Dès lors, la majoration du taux d’incapacité au titre du retentissement professionnel suppose que soit rapportée la preuve d’une perte d’emploi ou d’un préjudice économique distinct en lien direct et certain avec l’accident de travail.
En l’espèce, il ressort des éléments versés au dossier que Monsieur [H] [P] occupe un poste de gardien d’immeuble en CDI depuis 2015.
Suite à son accident de travail du 03/08/2023 consolidé le 18/03/2024, il a repris son activité et ne justifie donc pas d’une perte d’emploi.
S’il soutient légitimement être gêné dans son activité professionnelle et que des aménagements sont nécessaires (« pas de port de charges de 10kg, pas d’utilisation des membres supérieurs au-dessus de l’horizontale » selon le médecin du travail), il ne verse pas d’avis d’inaptitude du médecin du travail.

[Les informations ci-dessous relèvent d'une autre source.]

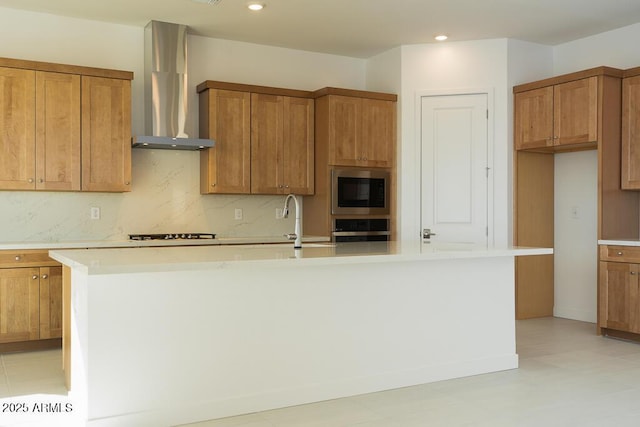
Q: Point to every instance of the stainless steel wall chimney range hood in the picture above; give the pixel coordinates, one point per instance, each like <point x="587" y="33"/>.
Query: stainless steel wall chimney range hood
<point x="165" y="89"/>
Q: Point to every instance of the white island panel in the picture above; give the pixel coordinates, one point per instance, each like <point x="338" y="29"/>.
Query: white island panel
<point x="170" y="347"/>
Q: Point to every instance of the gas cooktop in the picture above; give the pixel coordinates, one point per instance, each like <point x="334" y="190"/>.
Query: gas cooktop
<point x="172" y="236"/>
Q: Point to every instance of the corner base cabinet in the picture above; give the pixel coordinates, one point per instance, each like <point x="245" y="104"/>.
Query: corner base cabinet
<point x="619" y="291"/>
<point x="30" y="300"/>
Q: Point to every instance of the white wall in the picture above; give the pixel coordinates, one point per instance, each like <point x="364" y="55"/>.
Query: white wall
<point x="617" y="48"/>
<point x="576" y="180"/>
<point x="165" y="196"/>
<point x="527" y="62"/>
<point x="575" y="238"/>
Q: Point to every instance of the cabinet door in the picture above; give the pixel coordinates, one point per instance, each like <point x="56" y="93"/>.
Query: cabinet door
<point x="298" y="146"/>
<point x="17" y="129"/>
<point x="345" y="119"/>
<point x="378" y="133"/>
<point x="225" y="116"/>
<point x="267" y="119"/>
<point x="575" y="113"/>
<point x="620" y="292"/>
<point x="631" y="133"/>
<point x="57" y="131"/>
<point x="533" y="126"/>
<point x="19" y="304"/>
<point x="106" y="134"/>
<point x="50" y="302"/>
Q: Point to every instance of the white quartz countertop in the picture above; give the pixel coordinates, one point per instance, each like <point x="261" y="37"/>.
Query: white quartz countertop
<point x="155" y="259"/>
<point x="125" y="243"/>
<point x="624" y="242"/>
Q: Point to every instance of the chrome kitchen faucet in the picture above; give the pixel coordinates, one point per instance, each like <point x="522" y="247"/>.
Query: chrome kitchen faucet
<point x="297" y="234"/>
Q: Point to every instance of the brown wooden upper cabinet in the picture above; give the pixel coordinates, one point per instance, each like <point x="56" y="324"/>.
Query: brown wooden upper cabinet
<point x="47" y="115"/>
<point x="41" y="117"/>
<point x="361" y="131"/>
<point x="281" y="144"/>
<point x="106" y="134"/>
<point x="631" y="131"/>
<point x="264" y="139"/>
<point x="558" y="117"/>
<point x="225" y="116"/>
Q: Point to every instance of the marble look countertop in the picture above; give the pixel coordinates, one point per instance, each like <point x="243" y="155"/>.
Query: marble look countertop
<point x="125" y="243"/>
<point x="155" y="259"/>
<point x="625" y="242"/>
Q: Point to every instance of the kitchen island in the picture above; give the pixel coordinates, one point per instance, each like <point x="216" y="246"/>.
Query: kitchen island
<point x="164" y="336"/>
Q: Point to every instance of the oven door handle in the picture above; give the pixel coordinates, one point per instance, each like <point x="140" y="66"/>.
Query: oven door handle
<point x="361" y="233"/>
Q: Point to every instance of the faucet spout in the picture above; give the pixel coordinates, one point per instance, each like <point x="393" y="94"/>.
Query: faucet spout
<point x="297" y="233"/>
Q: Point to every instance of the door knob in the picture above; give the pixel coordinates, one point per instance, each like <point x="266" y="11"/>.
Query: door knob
<point x="426" y="233"/>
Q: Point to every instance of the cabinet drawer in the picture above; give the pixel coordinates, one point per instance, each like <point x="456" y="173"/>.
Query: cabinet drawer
<point x="620" y="253"/>
<point x="26" y="258"/>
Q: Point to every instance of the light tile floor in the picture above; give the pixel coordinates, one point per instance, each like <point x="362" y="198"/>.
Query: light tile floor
<point x="568" y="377"/>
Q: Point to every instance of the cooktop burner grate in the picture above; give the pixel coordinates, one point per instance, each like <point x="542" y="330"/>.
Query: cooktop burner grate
<point x="172" y="236"/>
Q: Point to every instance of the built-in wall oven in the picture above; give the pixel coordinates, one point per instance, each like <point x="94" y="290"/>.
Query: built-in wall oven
<point x="360" y="191"/>
<point x="360" y="230"/>
<point x="360" y="205"/>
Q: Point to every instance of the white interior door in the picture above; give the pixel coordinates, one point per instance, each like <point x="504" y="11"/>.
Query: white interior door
<point x="455" y="168"/>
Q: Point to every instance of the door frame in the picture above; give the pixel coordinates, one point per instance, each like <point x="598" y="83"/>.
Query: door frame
<point x="489" y="92"/>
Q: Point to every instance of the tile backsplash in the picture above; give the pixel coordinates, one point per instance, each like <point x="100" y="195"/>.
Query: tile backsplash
<point x="165" y="198"/>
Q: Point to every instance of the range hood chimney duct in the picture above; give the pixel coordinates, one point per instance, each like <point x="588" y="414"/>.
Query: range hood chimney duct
<point x="165" y="89"/>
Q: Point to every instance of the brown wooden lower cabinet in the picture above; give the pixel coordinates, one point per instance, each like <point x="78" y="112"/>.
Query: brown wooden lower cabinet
<point x="30" y="300"/>
<point x="619" y="291"/>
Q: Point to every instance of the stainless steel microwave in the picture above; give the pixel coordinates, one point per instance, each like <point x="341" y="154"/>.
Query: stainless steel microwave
<point x="360" y="191"/>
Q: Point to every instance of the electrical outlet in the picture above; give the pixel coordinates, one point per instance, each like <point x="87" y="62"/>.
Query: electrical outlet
<point x="574" y="212"/>
<point x="95" y="213"/>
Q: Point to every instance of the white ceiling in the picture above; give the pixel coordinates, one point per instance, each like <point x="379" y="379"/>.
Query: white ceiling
<point x="360" y="28"/>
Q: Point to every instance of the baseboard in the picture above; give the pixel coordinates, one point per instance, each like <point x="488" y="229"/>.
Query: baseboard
<point x="201" y="411"/>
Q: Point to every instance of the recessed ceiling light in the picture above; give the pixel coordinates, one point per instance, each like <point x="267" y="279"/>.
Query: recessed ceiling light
<point x="255" y="6"/>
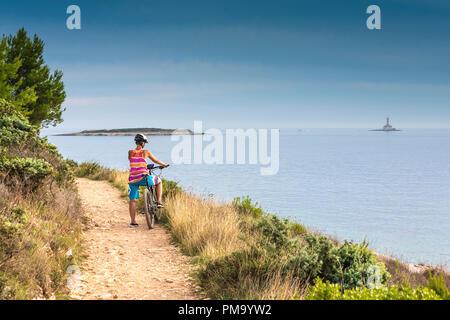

Par conséquent en l’absence d’éléments démontrant un préjudice professionnel et économique particulier distinct de celui d’ores et déjà indemnisé par le barème UCANSS dans le cadre de l’IPP retenue, il n’y a pas lieu d’attribuer un correctif socio-professionnel à Monsieur [H] [P].
Il convient par ailleurs d’ordonner l’exécution provisoire vu l’ancienneté du litige.
PAR CES MOTIFS
Le tribunal, statuant publiquement par jugement contradictoire, en premier ressort,
DÉCLARE recevable en la forme le recours formé par Monsieur [H] [P] ;
REFORME la décision notifiée par la CPAM du RHONE du 04/07/2024, confirmée implicitement par la Commission Médicale de Recours Amiable, et FIXE à 8% le taux d’incapacité permanente partielle de Monsieur [H] [P] en raison d’un accident de travail du 03/08/2023 consolidé le 18/03/2024 ;
REJETTE la demande de correctif socio-professionnel ;
ORDONNE l’exécution provisoire ;
RAPPELLE, en application de l’article L142-11 du Code de la Sécurité Sociale introduit par l’article 61 (VII) de la loi n° 2019-774 du 24 juillet 2019 relative à l’organisation et à la transformation du système de santé, que les frais de consultation médicale ordonnée au cours de l’audience sont à la charge de la caisse nationale d’assurance maladie ;
CONDAMNE la CPAM du Rhône aux dépens.
Jugement rendu par mise à la disposition au greffe le 18 mai 2025, dont la minute a été signée par la présidente et la greffière.